Empirical Evaluation
Objective and Subjective Results
LatentFlowSR is evaluated across VCTK (speech), ESC-50 (sound effects), and two music datasets (internal and MUSDB18-HQ), benchmarked against diffusion, adversarial, and flow-based baselines.
- Objective Metrics: Across all domains, LatentFlowSR yields the lowest LSD/LSD-HF and highest ViSQOL, especially in aggressive bandwidth-case settings (e.g., 8 kHz to 44.1 kHz). Notably, even against highly-optimized frequency-domain discriminative models (e.g., AP-BWE, mdctGAN), LatentFlowSR matches or outperforms them as spectral fidelity requirements increase.
- Subjective Quality: MOS experiments confirm the perceptual advantage, with LatentFlowSR leading strong speech and music baselines by a margin of 0.05–0.6 points, often approaching ground truth audio naturalness.
Generalization and Robustness
Out-of-domain generalization is validated on ESC-50 and MUSDB18-HQ, where LatentFlowSR preserves performance superiority, especially when other flow-based or diffusion-based models degrade substantially.
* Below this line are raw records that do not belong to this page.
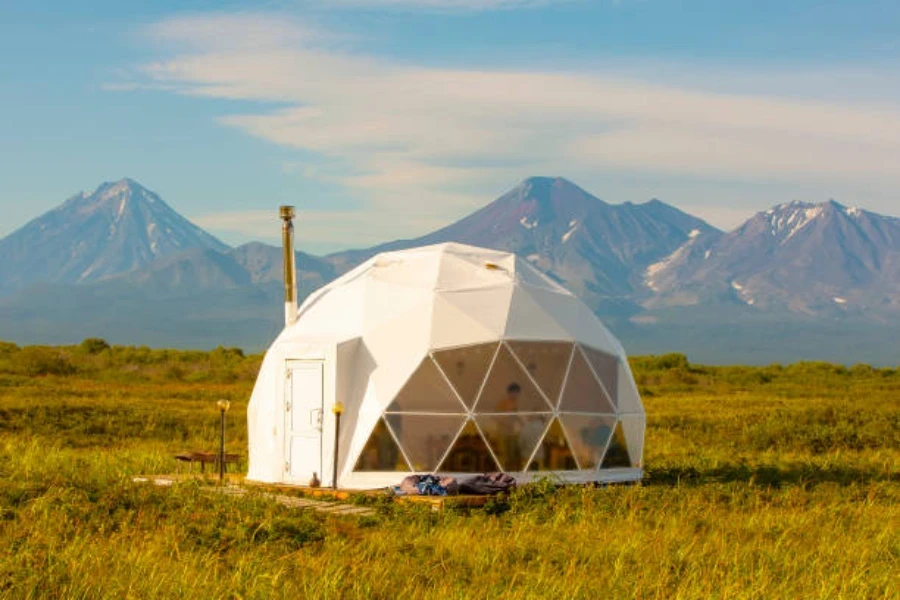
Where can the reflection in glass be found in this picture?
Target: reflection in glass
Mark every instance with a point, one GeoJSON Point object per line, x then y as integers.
{"type": "Point", "coordinates": [466, 368]}
{"type": "Point", "coordinates": [582, 393]}
{"type": "Point", "coordinates": [633, 428]}
{"type": "Point", "coordinates": [424, 438]}
{"type": "Point", "coordinates": [554, 453]}
{"type": "Point", "coordinates": [513, 438]}
{"type": "Point", "coordinates": [426, 391]}
{"type": "Point", "coordinates": [617, 454]}
{"type": "Point", "coordinates": [588, 435]}
{"type": "Point", "coordinates": [381, 452]}
{"type": "Point", "coordinates": [469, 454]}
{"type": "Point", "coordinates": [546, 362]}
{"type": "Point", "coordinates": [606, 366]}
{"type": "Point", "coordinates": [508, 389]}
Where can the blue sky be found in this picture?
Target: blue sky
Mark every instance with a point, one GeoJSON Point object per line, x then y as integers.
{"type": "Point", "coordinates": [387, 118]}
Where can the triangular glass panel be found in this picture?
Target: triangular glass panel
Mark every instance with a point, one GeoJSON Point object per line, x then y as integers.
{"type": "Point", "coordinates": [546, 362]}
{"type": "Point", "coordinates": [606, 367]}
{"type": "Point", "coordinates": [426, 391]}
{"type": "Point", "coordinates": [381, 452]}
{"type": "Point", "coordinates": [617, 453]}
{"type": "Point", "coordinates": [633, 426]}
{"type": "Point", "coordinates": [582, 392]}
{"type": "Point", "coordinates": [424, 438]}
{"type": "Point", "coordinates": [589, 435]}
{"type": "Point", "coordinates": [508, 389]}
{"type": "Point", "coordinates": [513, 438]}
{"type": "Point", "coordinates": [469, 454]}
{"type": "Point", "coordinates": [553, 453]}
{"type": "Point", "coordinates": [466, 368]}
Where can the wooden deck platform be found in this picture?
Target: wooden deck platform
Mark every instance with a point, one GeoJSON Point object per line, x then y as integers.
{"type": "Point", "coordinates": [320, 499]}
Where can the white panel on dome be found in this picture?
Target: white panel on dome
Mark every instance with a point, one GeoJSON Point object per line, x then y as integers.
{"type": "Point", "coordinates": [634, 428]}
{"type": "Point", "coordinates": [407, 269]}
{"type": "Point", "coordinates": [338, 315]}
{"type": "Point", "coordinates": [466, 368]}
{"type": "Point", "coordinates": [530, 320]}
{"type": "Point", "coordinates": [592, 332]}
{"type": "Point", "coordinates": [458, 273]}
{"type": "Point", "coordinates": [452, 325]}
{"type": "Point", "coordinates": [529, 276]}
{"type": "Point", "coordinates": [384, 301]}
{"type": "Point", "coordinates": [488, 307]}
The latent modeling and denoising strategies demonstrably contribute to this robustness.
Computational Efficiency
LatentFlowSR achieves a substantial reduction in both parameter count and FLOPs relative to diffusion-based models (e.g., AudioSR, FlashSR), primarily because latent-space modeling allows a lighter generative model (as little as 4–8% the complexity) and single-step ODE integration. This efficiency does not come at the expense of reconstruction quality, as ablations with mel-spectrogram and discrete latent spaces show consistent performance drops.
Ablation and Design Analysis
Ablation studies identify two key drivers of performance:
- Noise-robust autoencoder: When replaced by a plain autoencoder, ViSQOL and LSD decline uniformly, emphasizing the necessity of robust representation learning.
- Latent space selection: Both mel-spectrogram and discrete latent alternatives exhibit inferior high-frequency recovery and spectral detail, demonstrating the superiority of the continuous latent space constructed by the proposed autoencoder.
Theoretical and Practical Implications
LatentFlowSR provides a compelling argument for latent-space CFM as the target configuration for high-fidelity audio super-resolution. The demonstrated one-step inference efficacy, capacity to generalize across disparate audio domains, and strong performance with lightweight architectures challenge the prevailing reliance on waveform or frequency-domain approaches for general audio restoration and modeling.
Potential future developments include:
- Extension to broader, unlabeled audio corpora for open-domain unsupervised generalization.
- Hybridization with self-supervised or contrastive representation learning for cross-modal alignment.
- Integration into real-time or edge-deployment scenarios, exploiting the low computational footprint for interactive audio tools.
Conclusion
LatentFlowSR systematically advances the state of the art in audio super-resolution by combining noise-robust latent representation learning with conditional flow matching in latent space. The approach enables efficient, robust, and high-quality recovery of high-frequency audio detail across diverse domains, backed by strong theoretical foundations and empirical superiority. This work substantiates continuous latent-space CFM as a preferred backbone for future developments in neural generative audio processing.